Originally Posted by colinsmum
Whilst I completely take the point that there can be good reasons for deleting posts, I feel this is something that it's reasonable for a community to disapprove of as a general rule. Posting on a board is entering into a conversation, and there's a moral sense in which the ownership of the sense (or nonsense :-) in that conversation is shared, not sensibly partitionable between the participants.

Absolutely. This is how I personally feel about it-- I lean toward "community property" and a posts-as-conversation model, myself.

Privacy reasons-- absolutely understandable.
My other message board community has-- okay, even 'repeatedly'-- been the victim of the sulking, taking-my-toys-with-me hairflip variety of mass deletions, too.

That's a big part of why we REALLY turned off the ability for regular members to delete posts. They can edit them to their hearts' content, but not make it as though they never posted in the first place.

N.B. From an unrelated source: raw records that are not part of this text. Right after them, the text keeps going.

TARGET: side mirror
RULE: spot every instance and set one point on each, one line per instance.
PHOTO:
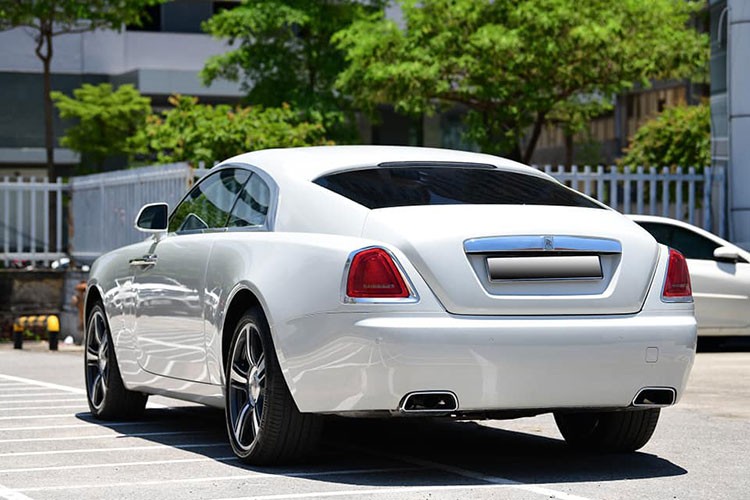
(726, 254)
(152, 218)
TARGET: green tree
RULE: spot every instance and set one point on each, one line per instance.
(47, 19)
(196, 132)
(283, 53)
(108, 121)
(679, 137)
(517, 65)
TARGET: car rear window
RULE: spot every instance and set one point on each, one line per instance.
(385, 187)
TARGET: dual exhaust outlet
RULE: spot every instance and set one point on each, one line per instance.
(433, 402)
(446, 402)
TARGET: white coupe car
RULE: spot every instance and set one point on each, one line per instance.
(390, 281)
(719, 274)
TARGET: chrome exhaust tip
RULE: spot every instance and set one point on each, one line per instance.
(429, 402)
(655, 397)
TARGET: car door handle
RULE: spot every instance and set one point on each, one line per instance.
(146, 260)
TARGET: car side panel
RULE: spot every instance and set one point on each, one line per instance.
(722, 296)
(292, 275)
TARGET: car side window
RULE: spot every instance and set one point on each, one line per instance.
(208, 204)
(693, 245)
(690, 244)
(251, 208)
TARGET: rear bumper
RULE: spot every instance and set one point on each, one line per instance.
(354, 362)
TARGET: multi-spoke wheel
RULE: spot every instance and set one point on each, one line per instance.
(263, 423)
(107, 396)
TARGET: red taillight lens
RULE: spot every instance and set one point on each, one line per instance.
(677, 284)
(373, 274)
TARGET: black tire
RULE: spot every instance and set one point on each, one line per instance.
(107, 396)
(263, 422)
(615, 431)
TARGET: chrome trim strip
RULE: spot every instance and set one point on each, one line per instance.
(549, 268)
(411, 299)
(542, 243)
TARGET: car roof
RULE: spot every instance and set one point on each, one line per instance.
(685, 225)
(309, 163)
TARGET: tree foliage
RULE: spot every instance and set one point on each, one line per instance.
(679, 136)
(517, 65)
(107, 120)
(49, 18)
(196, 132)
(283, 52)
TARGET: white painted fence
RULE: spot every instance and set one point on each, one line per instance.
(684, 194)
(25, 219)
(103, 206)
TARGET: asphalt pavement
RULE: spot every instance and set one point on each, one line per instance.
(51, 448)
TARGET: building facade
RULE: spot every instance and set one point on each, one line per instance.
(730, 107)
(160, 58)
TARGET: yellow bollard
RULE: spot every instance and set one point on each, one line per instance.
(53, 331)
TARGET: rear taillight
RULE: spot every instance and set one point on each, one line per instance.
(373, 274)
(677, 284)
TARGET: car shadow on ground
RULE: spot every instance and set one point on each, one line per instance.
(431, 452)
(724, 344)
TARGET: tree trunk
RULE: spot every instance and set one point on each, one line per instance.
(536, 131)
(44, 53)
(568, 149)
(49, 132)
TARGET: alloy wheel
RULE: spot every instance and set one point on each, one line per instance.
(247, 386)
(97, 359)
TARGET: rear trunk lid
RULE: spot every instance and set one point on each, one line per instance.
(523, 259)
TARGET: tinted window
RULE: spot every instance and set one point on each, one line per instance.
(208, 204)
(449, 185)
(690, 244)
(251, 208)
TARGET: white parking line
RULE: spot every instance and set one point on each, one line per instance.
(130, 448)
(26, 395)
(27, 401)
(48, 385)
(53, 407)
(118, 464)
(8, 494)
(73, 426)
(238, 477)
(27, 417)
(39, 383)
(102, 436)
(469, 474)
(389, 490)
(14, 390)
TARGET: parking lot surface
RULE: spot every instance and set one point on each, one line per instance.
(51, 448)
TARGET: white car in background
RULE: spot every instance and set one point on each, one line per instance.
(369, 281)
(719, 271)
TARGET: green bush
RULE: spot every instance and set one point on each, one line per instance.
(107, 120)
(679, 137)
(196, 133)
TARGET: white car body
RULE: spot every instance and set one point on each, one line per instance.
(529, 346)
(721, 287)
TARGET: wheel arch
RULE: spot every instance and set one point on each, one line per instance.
(242, 298)
(93, 295)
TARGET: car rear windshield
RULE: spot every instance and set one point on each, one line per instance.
(385, 187)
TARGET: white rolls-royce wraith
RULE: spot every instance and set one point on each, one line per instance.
(368, 281)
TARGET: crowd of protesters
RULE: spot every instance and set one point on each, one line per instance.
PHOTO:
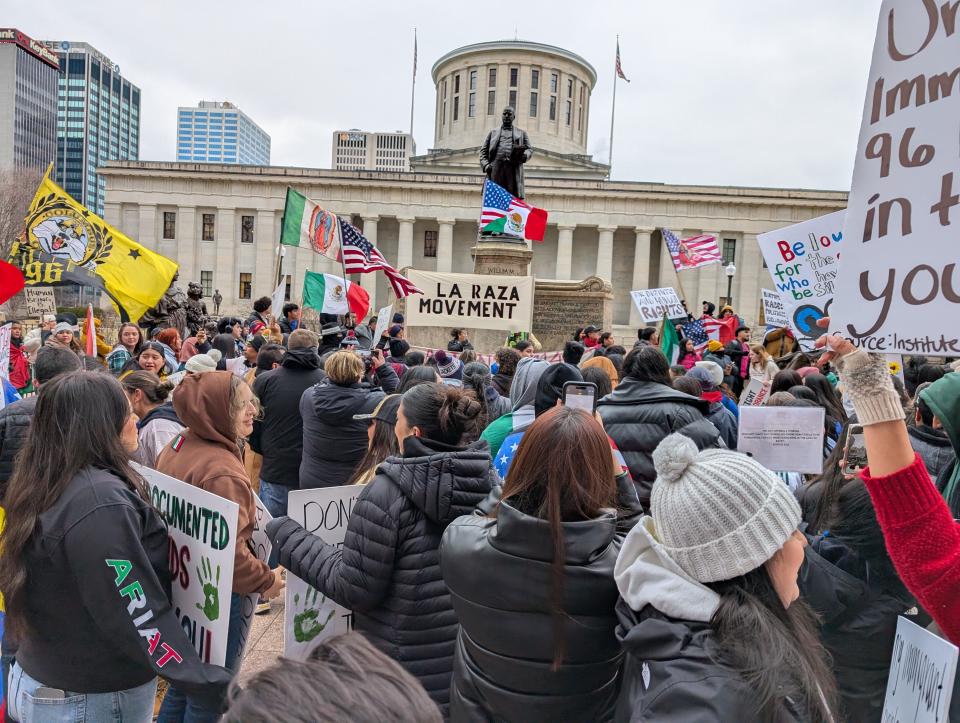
(509, 557)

We also have a 60 or 90s window for edits in which no edit notice is auto-generated on the post; after that, there's a notice generated, and it's standard, not user-generated or optional.


I have to say that I think that both of those things are quite helpful in terms of running things smoothly and minimizing flame-wars that take moderator/administrator time.

We're using an open-source platform, though-- and some other pre-fab things are not so customizable without breaking into the code in a pretty hard-core manner. We didn't have some options with our older platform.




Schrödinger's cat walks into a bar. And doesn't.